That we should assume they feel pain, just in case?
"Yes. The precautionary principle is this: once you get over a threshold of evidence, treat animals as if they are sentient even though there is still some doubt. He’s not saying they are sentient, but that there is sufficient evidence to be more careful about how we treat them. So, you don’t want to drop them in boiling water and let them die slowly, for example. If we are set on killing them and it’s possible to stun lobsters or kill them electronically, then we should do this rather than resort to the boiling water in a saucepan method of killing them.
"As I say, he’s not conclusively arguing that they do feel pain. This is the driving force in the way he approaches moral issues around how we treat other animals. If it seems they have the capacity, and there’s scientific evidence to back that up,, then let’s be more careful than we have been to date. Obviously, a lot of factory farming would be beyond the pale for him."
Quite rightly, I think.
"Agreed. But many people find it difficult to imagine that, say, fish or insects have sophisticated capacity for pain, even though the evidence supports the idea that they probably do.
"Birch is a superbly clear writer, and he’s very careful to adjust his belief according to the evidence. He’s not a sentimental animal ethicist who thinks, gosh, killing a mosquito is the same as killing a fox. He bases everything that he writes on the available science and sound reasoning from the best data we have.

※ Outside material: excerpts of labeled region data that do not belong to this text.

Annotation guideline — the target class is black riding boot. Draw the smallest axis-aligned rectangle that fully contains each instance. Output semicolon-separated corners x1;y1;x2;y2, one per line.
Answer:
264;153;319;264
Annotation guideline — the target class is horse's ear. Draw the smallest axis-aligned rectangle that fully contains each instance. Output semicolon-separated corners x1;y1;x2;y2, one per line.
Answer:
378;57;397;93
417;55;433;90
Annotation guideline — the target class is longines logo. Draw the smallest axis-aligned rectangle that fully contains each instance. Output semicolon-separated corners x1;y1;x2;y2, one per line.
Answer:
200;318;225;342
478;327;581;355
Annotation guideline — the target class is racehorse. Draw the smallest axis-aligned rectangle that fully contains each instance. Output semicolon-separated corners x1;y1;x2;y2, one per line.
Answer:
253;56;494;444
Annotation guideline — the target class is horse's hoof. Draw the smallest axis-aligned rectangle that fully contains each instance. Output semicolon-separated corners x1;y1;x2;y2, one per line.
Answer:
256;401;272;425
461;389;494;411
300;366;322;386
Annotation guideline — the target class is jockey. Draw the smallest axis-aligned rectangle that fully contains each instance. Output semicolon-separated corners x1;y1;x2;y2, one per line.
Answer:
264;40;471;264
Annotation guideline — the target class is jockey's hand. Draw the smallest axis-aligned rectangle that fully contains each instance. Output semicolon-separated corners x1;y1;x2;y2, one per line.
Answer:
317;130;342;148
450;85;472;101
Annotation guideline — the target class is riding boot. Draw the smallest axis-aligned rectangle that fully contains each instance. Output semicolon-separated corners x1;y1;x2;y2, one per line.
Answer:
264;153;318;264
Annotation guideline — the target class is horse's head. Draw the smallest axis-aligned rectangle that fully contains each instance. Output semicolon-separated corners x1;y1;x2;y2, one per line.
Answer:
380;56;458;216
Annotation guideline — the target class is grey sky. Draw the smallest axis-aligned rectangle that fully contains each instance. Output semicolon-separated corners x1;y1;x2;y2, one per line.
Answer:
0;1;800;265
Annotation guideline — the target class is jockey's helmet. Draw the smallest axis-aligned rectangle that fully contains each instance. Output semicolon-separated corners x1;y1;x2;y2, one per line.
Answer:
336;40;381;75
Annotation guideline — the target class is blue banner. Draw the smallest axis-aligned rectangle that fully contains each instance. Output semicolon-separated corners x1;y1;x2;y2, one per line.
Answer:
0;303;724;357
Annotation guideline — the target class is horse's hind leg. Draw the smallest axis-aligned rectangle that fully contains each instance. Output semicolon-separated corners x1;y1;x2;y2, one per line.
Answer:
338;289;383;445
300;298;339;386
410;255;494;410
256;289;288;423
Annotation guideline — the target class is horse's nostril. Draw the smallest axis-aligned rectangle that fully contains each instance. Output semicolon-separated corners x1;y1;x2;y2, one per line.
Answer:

"He’s one of the most interesting public philosophers around today because of his willingness to engage with ideas which have a very broad interest across the world. He’s also adept at dissemination those ideas. By making his book freely available online he has guaranteed a wide readership. He appears on podcasts, radio, and television and is frequently interviewed, more often these days on the potential sentience of AI than on animals. But his deep interest is in sentience in animals."